Derecho a la libertad sexual

 

Este derecho alude a la plena expresión del potencial sexual de cada persona. Se vulnera el derecho de las mujeres lesbianas en cada una de las historias descritas, luego de que, en las familias, madres y padres utilizan argumentos o asumen conductas que obstaculizan la libertad sexual de su descendencia.

Un acercamiento a su análisis desde la noción justicia erótica que implica que las prácticas sexuales individuales deberían ser placenteras, pero también estar animadas por principios de respeto por la integridad y la voluntad del «otro», nos coloca ante la interrogante: ¿la violencia dirigida a las mujeres lesbianas emerge por violar los principios de respeto por la integridad y la voluntad familiar?

Ninguna manifestación de violencia es justificable, por lo que cualquier atisbo de explicación a los comportamientos violentos por parte de las familias debe llevar a un actuar profesional basado en el respeto del ejercicio de este derecho por las mujeres e invitar a las familias a negociar, si de lo que se trata es de la falta de espacios físicos para el ejercicio del derecho a la privacidad sexual.
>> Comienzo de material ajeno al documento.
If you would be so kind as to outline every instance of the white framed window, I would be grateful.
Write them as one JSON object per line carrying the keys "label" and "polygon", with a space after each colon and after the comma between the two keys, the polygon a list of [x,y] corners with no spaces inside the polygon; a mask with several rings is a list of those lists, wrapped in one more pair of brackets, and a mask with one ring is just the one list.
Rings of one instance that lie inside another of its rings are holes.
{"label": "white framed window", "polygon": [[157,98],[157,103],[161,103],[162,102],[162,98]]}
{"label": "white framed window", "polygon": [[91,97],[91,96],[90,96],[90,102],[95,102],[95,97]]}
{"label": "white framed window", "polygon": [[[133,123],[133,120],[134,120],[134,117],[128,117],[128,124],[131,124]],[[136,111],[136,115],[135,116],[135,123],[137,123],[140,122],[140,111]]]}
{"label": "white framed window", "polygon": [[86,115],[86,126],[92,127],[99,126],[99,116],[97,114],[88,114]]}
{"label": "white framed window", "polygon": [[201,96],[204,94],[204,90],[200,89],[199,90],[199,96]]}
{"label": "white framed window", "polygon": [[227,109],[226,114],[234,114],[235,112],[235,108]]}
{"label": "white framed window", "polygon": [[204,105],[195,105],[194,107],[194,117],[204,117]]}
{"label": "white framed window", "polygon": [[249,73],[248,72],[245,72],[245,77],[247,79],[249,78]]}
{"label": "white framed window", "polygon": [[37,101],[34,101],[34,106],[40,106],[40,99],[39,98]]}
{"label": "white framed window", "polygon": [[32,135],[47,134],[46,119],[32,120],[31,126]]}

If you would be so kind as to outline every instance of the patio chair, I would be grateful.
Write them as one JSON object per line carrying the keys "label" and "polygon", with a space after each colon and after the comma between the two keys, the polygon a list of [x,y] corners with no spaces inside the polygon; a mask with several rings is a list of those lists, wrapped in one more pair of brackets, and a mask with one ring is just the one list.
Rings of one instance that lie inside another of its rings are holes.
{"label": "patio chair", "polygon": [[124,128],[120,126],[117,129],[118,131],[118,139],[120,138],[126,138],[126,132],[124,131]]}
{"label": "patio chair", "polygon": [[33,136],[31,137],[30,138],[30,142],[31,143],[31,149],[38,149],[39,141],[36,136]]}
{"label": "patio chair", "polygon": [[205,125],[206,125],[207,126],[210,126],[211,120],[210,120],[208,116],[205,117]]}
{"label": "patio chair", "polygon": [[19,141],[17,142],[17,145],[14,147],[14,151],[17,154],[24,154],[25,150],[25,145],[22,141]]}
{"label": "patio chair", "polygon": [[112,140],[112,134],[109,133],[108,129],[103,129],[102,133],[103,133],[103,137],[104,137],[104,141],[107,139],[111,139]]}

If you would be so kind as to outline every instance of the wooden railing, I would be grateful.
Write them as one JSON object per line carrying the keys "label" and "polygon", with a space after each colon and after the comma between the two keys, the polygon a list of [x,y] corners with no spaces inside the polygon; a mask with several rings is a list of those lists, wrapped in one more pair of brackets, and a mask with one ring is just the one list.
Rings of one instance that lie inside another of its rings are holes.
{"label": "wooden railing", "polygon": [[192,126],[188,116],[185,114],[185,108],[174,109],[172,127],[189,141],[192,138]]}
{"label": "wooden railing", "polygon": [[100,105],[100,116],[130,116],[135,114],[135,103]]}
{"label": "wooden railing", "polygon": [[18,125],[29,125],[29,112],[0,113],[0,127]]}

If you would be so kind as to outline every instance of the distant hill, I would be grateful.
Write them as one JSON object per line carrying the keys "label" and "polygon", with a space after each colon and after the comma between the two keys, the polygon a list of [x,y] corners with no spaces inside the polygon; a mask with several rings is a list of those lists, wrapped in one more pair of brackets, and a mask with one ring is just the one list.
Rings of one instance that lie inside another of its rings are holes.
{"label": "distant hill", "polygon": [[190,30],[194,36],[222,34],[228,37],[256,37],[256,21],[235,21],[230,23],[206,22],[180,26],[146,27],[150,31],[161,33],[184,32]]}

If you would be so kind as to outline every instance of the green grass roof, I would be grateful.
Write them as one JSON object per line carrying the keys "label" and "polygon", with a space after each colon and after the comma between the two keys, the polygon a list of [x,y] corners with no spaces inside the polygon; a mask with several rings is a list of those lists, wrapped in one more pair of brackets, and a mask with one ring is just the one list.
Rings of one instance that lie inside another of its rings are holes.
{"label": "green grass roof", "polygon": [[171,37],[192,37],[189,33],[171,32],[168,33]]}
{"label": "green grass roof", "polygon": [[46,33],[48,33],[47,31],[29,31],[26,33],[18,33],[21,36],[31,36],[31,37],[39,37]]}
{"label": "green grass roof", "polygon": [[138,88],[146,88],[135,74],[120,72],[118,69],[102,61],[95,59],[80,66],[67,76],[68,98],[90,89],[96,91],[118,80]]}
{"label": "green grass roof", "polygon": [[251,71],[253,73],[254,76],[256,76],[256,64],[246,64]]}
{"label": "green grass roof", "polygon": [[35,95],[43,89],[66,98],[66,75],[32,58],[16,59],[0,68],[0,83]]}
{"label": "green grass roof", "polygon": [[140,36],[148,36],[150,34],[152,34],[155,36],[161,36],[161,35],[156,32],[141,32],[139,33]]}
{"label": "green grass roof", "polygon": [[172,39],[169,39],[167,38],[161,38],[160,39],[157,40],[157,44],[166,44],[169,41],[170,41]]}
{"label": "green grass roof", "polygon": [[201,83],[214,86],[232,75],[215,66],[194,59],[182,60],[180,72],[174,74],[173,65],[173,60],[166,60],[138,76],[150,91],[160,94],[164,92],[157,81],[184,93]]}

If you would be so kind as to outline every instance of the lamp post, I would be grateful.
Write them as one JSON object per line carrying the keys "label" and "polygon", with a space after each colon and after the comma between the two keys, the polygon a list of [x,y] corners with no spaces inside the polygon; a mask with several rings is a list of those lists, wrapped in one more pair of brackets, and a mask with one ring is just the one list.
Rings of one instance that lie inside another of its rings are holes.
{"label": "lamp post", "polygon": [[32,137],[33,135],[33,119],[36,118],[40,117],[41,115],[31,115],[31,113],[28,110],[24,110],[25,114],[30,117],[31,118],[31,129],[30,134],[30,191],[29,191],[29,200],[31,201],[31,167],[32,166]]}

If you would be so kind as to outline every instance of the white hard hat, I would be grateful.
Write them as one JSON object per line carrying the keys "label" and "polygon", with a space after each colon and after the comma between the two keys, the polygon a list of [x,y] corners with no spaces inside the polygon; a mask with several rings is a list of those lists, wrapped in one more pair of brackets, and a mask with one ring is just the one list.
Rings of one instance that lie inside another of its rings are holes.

Libertad sexual conecta con el derecho a la autonomía, integridad y seguridad sexuales del cuerpo. Este derecho reconoce la capacidad de tomar decisiones acerca de la sexualidad y su disfrute dentro del contexto de la ética personal y social, libre de violencia. La enunciación remite nuevamente a la noción de justicia erótica de Corrêa; la expresión sexual no debe estar sujeta a restricciones morales o legales.

En su actuar, los y las profesionales de la salud mental deben estar alertas en el respeto a los principios de autonomía y justicia, para evitar la revictimización de las mujeres lesbianas. Para ello deberán revisar las creencias que tienen acerca de la sexualidad y cuestionar los paradigmas dicotómicos «normalidad– anormalidad», que por siglos han etiquetado el deseo y la elección de pareja del mismo sexo como patológicos y, por ende, susceptibles de la intervención de los profesionales de la Psicología y la Psiquiatría.

Legitimar como un problema los comportamientos lésbicos, desde el saber y actuar profesionales, normatiza la violencia contra las mujeres y la discriminación por razones de orientación sexual presente en nuestras sociedades patriarcales. Igualmente, adjudicar la responsabilidad por la violencia recibida a las mujeres que deciden salir del closet, oculta la violencia estructural que emana del poder hegemónico heteronormativo, que estigmatiza lo diferente y escamotea el poder de las mujeres sobre su cuerpo, su sexualidad y el ejercicio pleno de su ciudadanía sexual.

La violencia contra las mujeres tiene su origen en las relaciones de poder estructuradas en nuestras sociedades. La «naturalización» de la violencia por razones de orientación sexual legitima la intolerancia, la lesbofobia y la discriminación. La perspectiva de derechos humanos y de la bioética en el actuar del personal profesional de la salud mental evita la patologización de los comportamientos sexuales entre mujeres, su revictimización y contribuye a mantener la violencia en el closet.